Treatment

Some people regret the whole thing.

By age 14, Eva became convinced she was a transgender boy. By 16, she had come out to her teachers and classmates.

Her family wasn’t pleased but trans activists and a Toronto therapist had a solution.

She could move into the Covenant House youth shelter, and then freely go on hormones to push ahead with medical transition.

Hell yes. Mess with your body at age 16; what could go wrong?

“They thought it was so important for me to be on testosterone that it was OK if I left home and probably didn’t graduate high school,” recalled Eva, who asked that her last name not be published to preserve her privacy around sensitive issues. “Even at that point in life, when I was 16 and totally believed this was the only thing that was going to save me, I was more rational about it.”

So she didn’t mess with her body. Wise move, but others are not so wise.

A few years later she changed her mind about the whole thing.

Eva, now 24, is part of a controversial cohort known as detransitioners and desisters, transgender people who come to rethink their decision, often having already undergone drug and surgical treatments.

In October she founded an organization – Detrans Canada – she hopes will support individuals she said can feel ostracized by the LGBTQ community.

She believes transition is essential for some gender dysphoric youth, but questions a treatment approach she said pushes young people too forcefully in that direction.

If it’s really essential for some, why has it taken so long for humanity to figure that out? I know medical thinking changes over time, and is cumulative, and there’s a lot that humans didn’t know in the past, and so on, but still…why has it taken so long? Since it has taken so long, why are we so very confident that it’s a real thing and in some cases requires body-altering treatment?

I may be abnormally averse to needless body-alterations. I never even wanted pierced ears, when all my cohort was getting them. I’m horrified by what fashionable shoes do to women’s feet, and don’t get me started on FGM. But even if it’s an abnormally intense aversion, it’s still not irrational. You only get the one body, so why damage it for stupid frivolous reasons? Why not take care to preserve it instead?

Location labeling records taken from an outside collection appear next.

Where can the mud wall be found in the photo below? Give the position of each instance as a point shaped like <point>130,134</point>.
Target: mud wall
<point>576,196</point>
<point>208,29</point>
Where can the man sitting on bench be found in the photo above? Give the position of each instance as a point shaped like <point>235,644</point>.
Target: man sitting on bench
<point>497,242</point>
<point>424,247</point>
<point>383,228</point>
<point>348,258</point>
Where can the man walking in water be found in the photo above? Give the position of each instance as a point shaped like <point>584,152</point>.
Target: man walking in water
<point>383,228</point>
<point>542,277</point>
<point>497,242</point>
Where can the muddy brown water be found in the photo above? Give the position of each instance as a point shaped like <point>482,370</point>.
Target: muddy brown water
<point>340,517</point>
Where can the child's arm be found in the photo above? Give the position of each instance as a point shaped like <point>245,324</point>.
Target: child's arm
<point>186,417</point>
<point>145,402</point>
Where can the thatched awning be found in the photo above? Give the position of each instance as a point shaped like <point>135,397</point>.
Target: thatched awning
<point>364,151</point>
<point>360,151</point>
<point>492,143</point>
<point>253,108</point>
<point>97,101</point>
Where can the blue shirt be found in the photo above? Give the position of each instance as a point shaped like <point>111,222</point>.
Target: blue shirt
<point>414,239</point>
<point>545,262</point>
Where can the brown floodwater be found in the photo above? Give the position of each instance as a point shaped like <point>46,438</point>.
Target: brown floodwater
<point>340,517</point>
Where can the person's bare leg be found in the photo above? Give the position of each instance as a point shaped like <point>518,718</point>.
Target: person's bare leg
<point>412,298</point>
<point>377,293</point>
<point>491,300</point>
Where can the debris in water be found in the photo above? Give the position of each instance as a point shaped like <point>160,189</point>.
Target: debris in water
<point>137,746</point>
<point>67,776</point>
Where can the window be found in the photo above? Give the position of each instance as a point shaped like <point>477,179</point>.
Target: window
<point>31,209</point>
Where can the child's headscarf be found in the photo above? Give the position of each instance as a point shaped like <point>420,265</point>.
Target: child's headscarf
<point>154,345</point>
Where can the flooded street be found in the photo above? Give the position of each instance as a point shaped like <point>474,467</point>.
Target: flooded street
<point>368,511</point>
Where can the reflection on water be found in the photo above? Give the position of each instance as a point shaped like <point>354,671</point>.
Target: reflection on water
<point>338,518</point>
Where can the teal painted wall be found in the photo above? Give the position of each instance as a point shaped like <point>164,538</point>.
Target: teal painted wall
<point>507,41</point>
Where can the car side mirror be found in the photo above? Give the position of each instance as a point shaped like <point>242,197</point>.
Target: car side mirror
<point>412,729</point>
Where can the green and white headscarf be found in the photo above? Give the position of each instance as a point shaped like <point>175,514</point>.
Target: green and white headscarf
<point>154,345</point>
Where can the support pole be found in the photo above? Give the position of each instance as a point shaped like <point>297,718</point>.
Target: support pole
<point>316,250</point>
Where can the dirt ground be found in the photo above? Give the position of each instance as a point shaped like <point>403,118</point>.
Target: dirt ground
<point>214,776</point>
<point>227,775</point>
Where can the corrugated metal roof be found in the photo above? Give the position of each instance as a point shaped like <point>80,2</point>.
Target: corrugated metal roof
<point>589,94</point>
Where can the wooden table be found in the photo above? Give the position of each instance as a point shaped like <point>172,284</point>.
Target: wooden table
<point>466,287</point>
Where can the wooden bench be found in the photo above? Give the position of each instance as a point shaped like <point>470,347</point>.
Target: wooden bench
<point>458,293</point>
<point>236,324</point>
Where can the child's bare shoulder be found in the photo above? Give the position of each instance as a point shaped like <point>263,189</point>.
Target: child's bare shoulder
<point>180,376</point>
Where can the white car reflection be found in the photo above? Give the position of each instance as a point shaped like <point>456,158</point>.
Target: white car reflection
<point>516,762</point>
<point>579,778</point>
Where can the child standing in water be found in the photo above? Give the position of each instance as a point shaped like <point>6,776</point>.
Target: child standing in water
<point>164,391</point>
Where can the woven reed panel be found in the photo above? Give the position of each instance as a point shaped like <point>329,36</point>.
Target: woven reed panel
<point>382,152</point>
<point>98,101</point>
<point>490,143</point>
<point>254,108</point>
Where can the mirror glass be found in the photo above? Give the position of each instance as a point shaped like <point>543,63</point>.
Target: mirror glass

“I feel a little bit angry, more than a little bit, because other people who’ve been in this position went much further than me,” said Eva. “I have lesbian friends who have no uterus, no ovaries, no breasts and are 21-years old. I’m angry that every single doctor and therapist we saw told us this was the one and only option.”

It’s mass lobotomies all over again.

Greta Bauer, the CIHR chair in gender and sex science at Western University, said she’s aware of no research indicating destransitioners’ ranks are expanding. She said many don’t regret their choice, they have simply stopped taking hormones for various other reasons.

“What concerns me is that some people seem to think that the existence of any regret justifies denying or delaying care for everyone who needs a treatment,” said Bauer. “This is not the standard by which we evaluate any other medical treatment.”

But is it care? Is it treatment? Is it medical treatment? What if it’s none of those things, but just a batshit fad for an invented condition with invented drastic “treatments”? What if it’s a deeply muddled conviction that a psychological state is in fact a bodily medical condition when it isn’t? What then?